Let me, then, in conclusion, charge you, my dear hearers, to consecrate to the Lord the first fruits of your days. "Remember," says our text, "thy Creator in the days of thy youth." What though frivolous men and thoughtless women ridicule your devotion, and scoff at your churchgoing and professions! What though some shallow-minded companions charge you with fanaticism or singularity, hypocrisy or pride! The day is fast coming when they will be compelled to justify your conduct, to confess that you have chosen the better part, and to mourn that they neglected to seek the Savior in the morning of their existence.

And to those among you who have feared the Lord from your youth, and are now glorifying your Redeemer in the maturity of life, I would say: "Go on, earnestly pursue the glorious course which you have begun; be not weary in your religious life, grow in grace as you advance in years, be illustrations and stimulating examples unto others, and thus spend your life usefully for God and man, before the evil days come and the years draw nigh, when you will say: "I have no pleasure in them," when eternity stands at the door, and you will face your Maker. God strengthen you in this determination for Christ's sake. Amen."


SECOND SUNDAY AFTER EPIPHANY.

Marriage is honorable in all.—Hebr. 13, 4.

"And God saw everything that He had made, and, behold, it was very good." These words of Holy Scripture immediately following the statement: "And God created man in His image, male and female created He them," contain the divine verdict regarding the social relation that we call matrimony or marriage. Declared the all-wise God: "It was very good."

That, however, was in the holy and happy days of Paradise, in the midst of righteousness, purity, and bliss. Sin entered, and things changed; the image of the divine Maker was forfeited, that purity effaced, over that bliss was written in indelible letters: "Paradise Lost." What, then, became of the marriage relation? Was it, too, dissolved, forfeited, lost? Wonderful Providence! From that universal wreck,—of the few things which God permitted man to carry with him, remains, to insure him happiness and welfare in the midst of a world otherwise steeped in misery and tears, the marriage estate. It was not lost.

The Gospel-lesson of to-day presents the Savior as being present at a marriage feast, and records that on that occasion He changed water into wine and manifested forth His glory. By His presence and by that miracle He also manifested forth, endorsed, sanctioned, and placed His divine approbation upon matrimony, as He once did amid the scenes of Eden's creation and loveliness. Nothing could be more significant than that, when the God-man came to found His kingdom upon earth, and entered upon His Messianic work, His first work should have been wrought in honor of the wedding tie. And so God's Word speaks of marriage throughout. When the Apostle desires a comparison to set forth the holy and pure relation between Christ and His Church, he knows none more sublime and noble than the union that exists between man and woman in wedlock, for which reason the Church is called Christ's bride—Christ is called her Bridegroom.

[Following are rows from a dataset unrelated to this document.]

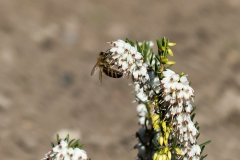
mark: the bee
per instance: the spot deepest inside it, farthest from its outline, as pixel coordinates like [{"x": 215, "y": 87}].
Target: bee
[{"x": 104, "y": 64}]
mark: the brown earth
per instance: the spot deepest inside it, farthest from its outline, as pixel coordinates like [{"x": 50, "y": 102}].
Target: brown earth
[{"x": 48, "y": 48}]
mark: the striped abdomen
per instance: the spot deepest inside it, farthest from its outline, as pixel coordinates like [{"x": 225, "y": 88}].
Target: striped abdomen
[{"x": 112, "y": 72}]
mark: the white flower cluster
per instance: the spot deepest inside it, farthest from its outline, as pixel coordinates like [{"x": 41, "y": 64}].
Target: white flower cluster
[
  {"x": 179, "y": 95},
  {"x": 62, "y": 152},
  {"x": 142, "y": 113},
  {"x": 129, "y": 60}
]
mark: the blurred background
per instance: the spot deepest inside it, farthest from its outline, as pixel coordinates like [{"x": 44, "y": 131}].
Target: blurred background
[{"x": 47, "y": 51}]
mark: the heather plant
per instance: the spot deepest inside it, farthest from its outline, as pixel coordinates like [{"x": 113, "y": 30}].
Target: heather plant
[{"x": 164, "y": 103}]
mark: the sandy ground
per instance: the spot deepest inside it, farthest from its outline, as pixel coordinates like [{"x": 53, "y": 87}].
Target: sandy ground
[{"x": 48, "y": 48}]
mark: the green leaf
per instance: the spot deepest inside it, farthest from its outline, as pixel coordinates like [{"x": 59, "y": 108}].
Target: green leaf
[
  {"x": 52, "y": 144},
  {"x": 67, "y": 138}
]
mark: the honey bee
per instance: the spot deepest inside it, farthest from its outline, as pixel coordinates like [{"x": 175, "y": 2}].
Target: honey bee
[{"x": 104, "y": 64}]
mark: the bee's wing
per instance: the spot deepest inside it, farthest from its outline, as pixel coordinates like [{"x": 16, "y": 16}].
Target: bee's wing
[{"x": 95, "y": 69}]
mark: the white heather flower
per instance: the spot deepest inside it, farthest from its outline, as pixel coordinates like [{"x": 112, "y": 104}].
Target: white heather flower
[
  {"x": 62, "y": 151},
  {"x": 129, "y": 60},
  {"x": 142, "y": 96}
]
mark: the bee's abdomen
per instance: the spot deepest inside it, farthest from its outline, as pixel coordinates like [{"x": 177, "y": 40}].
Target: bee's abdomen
[{"x": 112, "y": 72}]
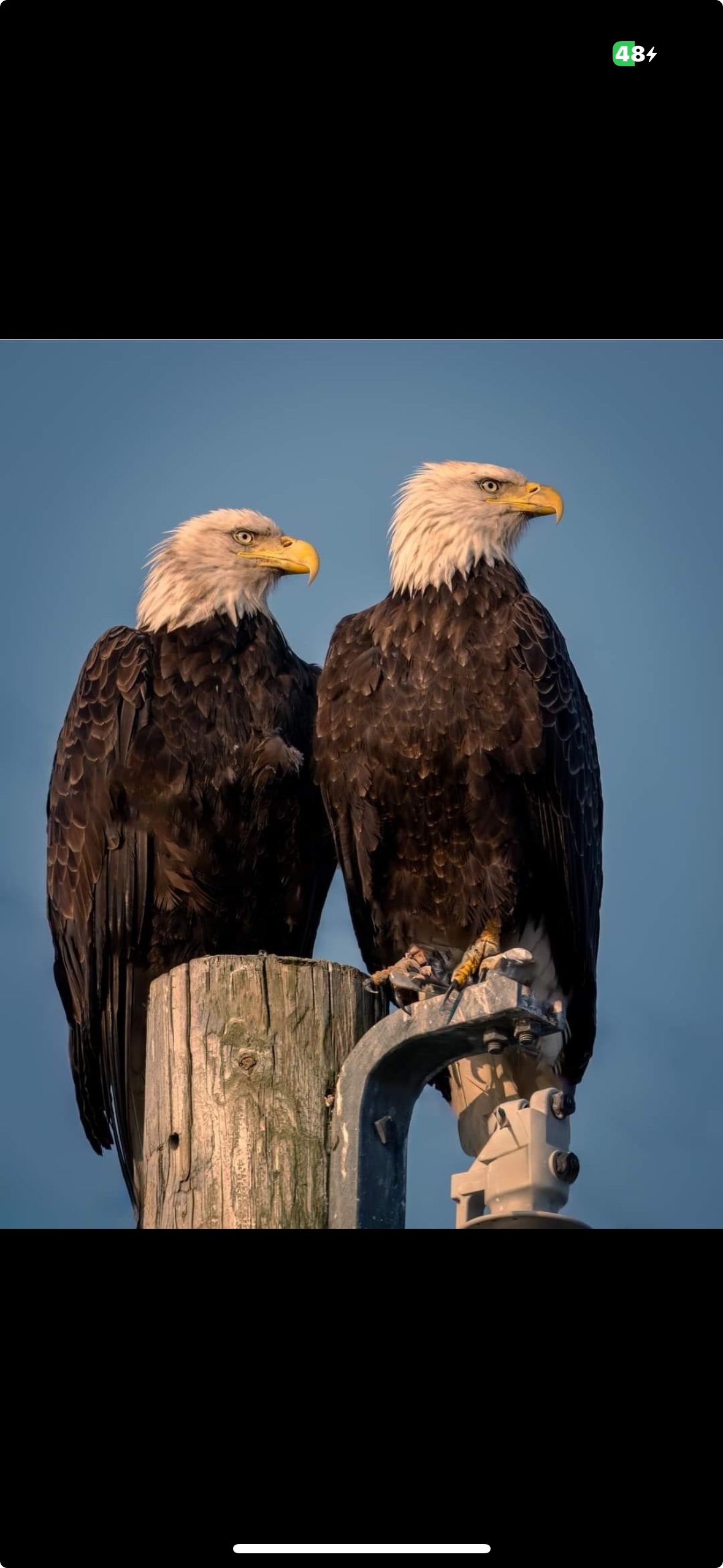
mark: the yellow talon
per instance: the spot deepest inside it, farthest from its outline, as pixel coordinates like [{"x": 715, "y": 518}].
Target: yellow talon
[{"x": 483, "y": 948}]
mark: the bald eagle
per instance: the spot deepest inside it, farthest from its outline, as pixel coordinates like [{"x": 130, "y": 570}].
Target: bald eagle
[
  {"x": 182, "y": 817},
  {"x": 457, "y": 758}
]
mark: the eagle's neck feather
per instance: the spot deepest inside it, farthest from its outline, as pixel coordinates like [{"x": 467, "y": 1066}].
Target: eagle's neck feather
[
  {"x": 175, "y": 596},
  {"x": 429, "y": 546}
]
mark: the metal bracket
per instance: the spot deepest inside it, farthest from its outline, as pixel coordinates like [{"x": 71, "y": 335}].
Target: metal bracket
[
  {"x": 384, "y": 1076},
  {"x": 524, "y": 1172}
]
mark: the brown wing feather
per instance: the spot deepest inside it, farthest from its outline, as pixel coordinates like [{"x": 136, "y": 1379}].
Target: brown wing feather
[
  {"x": 457, "y": 759},
  {"x": 564, "y": 802},
  {"x": 98, "y": 883}
]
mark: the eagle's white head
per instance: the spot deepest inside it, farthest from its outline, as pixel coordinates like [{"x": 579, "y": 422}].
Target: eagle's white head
[
  {"x": 221, "y": 563},
  {"x": 454, "y": 515}
]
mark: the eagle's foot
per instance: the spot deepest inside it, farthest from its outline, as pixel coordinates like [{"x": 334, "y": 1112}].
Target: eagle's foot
[
  {"x": 419, "y": 972},
  {"x": 477, "y": 955}
]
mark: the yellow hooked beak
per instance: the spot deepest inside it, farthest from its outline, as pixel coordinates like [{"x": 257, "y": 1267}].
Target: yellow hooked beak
[
  {"x": 285, "y": 556},
  {"x": 538, "y": 499}
]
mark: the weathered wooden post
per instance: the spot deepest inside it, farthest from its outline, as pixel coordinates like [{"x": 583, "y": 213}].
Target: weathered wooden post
[{"x": 240, "y": 1068}]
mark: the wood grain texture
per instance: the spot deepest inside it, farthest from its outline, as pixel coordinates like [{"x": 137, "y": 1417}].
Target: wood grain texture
[{"x": 242, "y": 1058}]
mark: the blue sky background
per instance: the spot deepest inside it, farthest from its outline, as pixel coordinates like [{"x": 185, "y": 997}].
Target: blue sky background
[{"x": 107, "y": 443}]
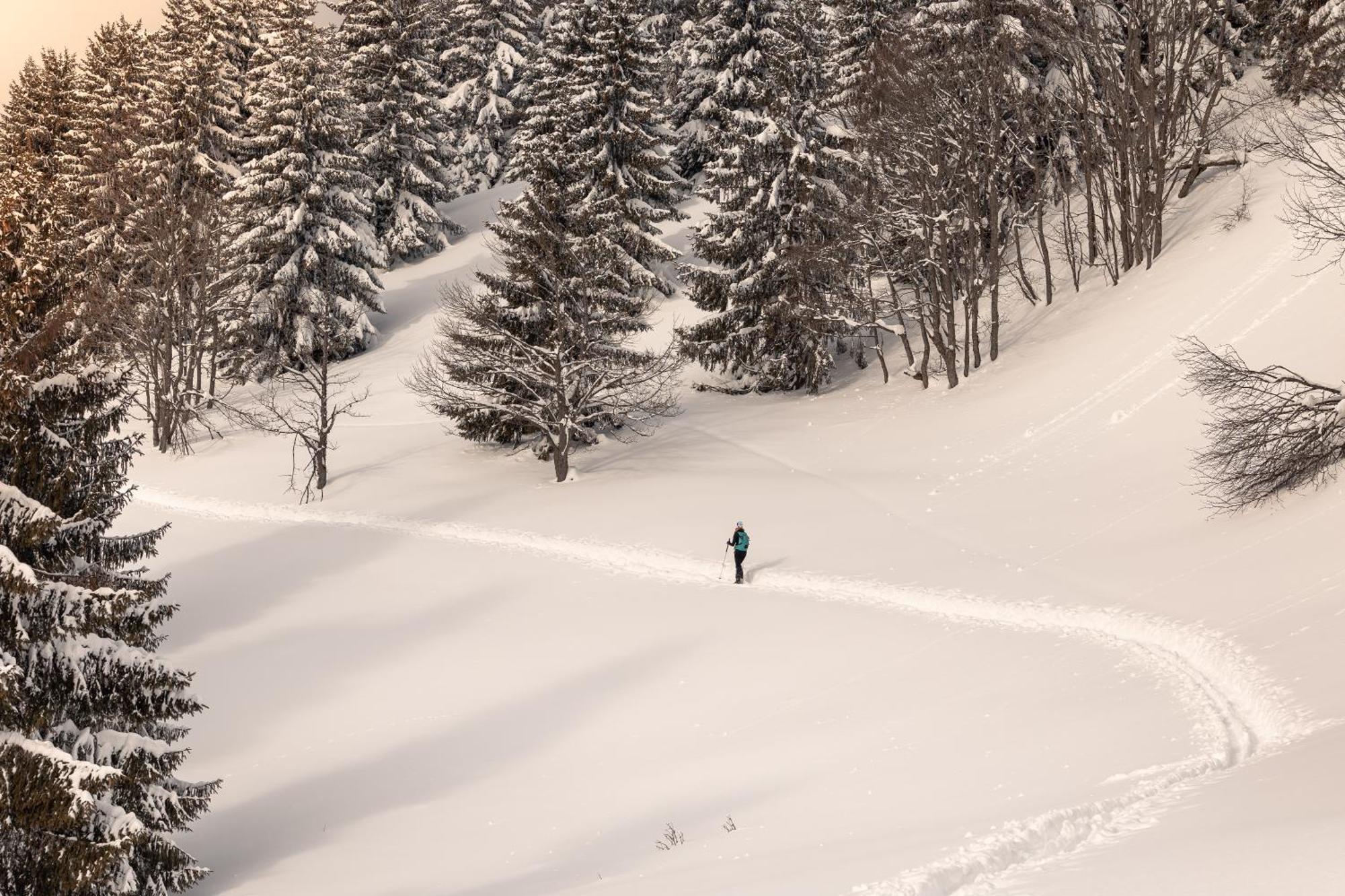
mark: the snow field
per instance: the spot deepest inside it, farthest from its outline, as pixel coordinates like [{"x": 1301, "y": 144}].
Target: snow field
[{"x": 1065, "y": 600}]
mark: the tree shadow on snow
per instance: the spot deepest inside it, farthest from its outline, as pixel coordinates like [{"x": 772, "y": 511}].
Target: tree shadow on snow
[
  {"x": 750, "y": 569},
  {"x": 305, "y": 666},
  {"x": 240, "y": 583},
  {"x": 247, "y": 838}
]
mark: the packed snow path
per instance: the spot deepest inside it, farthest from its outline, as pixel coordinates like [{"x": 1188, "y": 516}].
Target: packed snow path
[{"x": 1238, "y": 712}]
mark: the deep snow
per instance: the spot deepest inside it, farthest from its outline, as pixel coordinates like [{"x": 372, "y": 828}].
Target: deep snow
[{"x": 991, "y": 635}]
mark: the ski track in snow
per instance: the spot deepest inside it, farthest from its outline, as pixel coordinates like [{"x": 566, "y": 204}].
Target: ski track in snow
[{"x": 1241, "y": 713}]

To raise one's tongue or pen in impiety or censure against marriage is to raise them against heaven and Christ. To set up in its place the teaching and practice of celibacy, by which men and women are divested, in the name of religion, from the ties and duties of family; to turn away, or in any manner to advocate what may break down the proper relation between the sexes, is casting reproach upon God's institution, and a perversion of true religion, as it is of nature's laws. To speak depreciatingly, disparagingly of marriage, to arch the brow, to puck the lips up in a smile, when it is called "holy" matrimony, and in any way to entertain light and derogatory views concerning it and family life, is to get oneself into conflict with, and to invite the ill favor of, Him who has thrown a sacred hedge around the institution, when on Sinai's mountain, in His Ten Commandments, He commanded how we should regard this estate.

"Marriage," says the Apostle in our text, "is honorable in all." There is nothing concerning it that is unworthy, unholy, hindersome to piety and salvation. The Son of God would not have graced with His presence and miracle those Galilean nuptials if it had not been holy throughout. Concerning the honorableness of that estate would I speak at this time a few words of plainness and truth. May He who is called the God of families bless them to our instruction!